İnsanların yılın rastgele bir ayında tam olarak ne hissedeceğini söylemek sıkıntı, zira hepimizin etrafımıza karşı farklı reaksiyonları var ve ayrıyeten hepimizin farklı yıldönümleri (olumlu ve acı verici olaylar) var ve bu da nasıl hissettiğimizi değiştirebilir. Fakat tekrar ettiğini düşündüğüm birtakım temalar var, örneğin Noel birçok insan için güçlü bir vakit olabilir ve kitap bunlardan kimilerini yardımcı olabilecek şeyleri paylaşmak için var.
Terapi odasında öğrendiklerinizi kendi hayatınız için de kullandığınızı, kendi ruhsal süreçleriniz, iniş çıkışlarınız için de uyguladığınızı söylüyorsunuz. Hayat döngüsü sizi nereden nereye getirdi diye sorsam ne söylemek istersiniz?
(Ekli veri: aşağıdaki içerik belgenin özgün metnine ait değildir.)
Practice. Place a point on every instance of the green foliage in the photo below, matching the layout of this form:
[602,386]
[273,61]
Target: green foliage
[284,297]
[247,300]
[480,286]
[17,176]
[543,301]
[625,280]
Şu an bulunduğum noktada olduğum için çok şanslıyım ve tıpkı vakitte her vakit üzerinde düşünülmesi ve öğrenilmesi gereken şeyler var.Umarım hayat hakkında düşünmeye ve ondan öğrenmeye devam edebilirim.
Yeni kitap çalışmalarınız var mı? Varsa şayet mevzu başlığınız ne olacak?
Şu anda özel olarak bir kitap yazmıyorum lakin şefkat konusunda araştırma yapıyorum ve bu mevzuya çok ilgi duyuyorum.
More Stories
Son tuğlasına veda…
Ölümsüz olmak ister miydiniz? Hem de sürekli ölerek?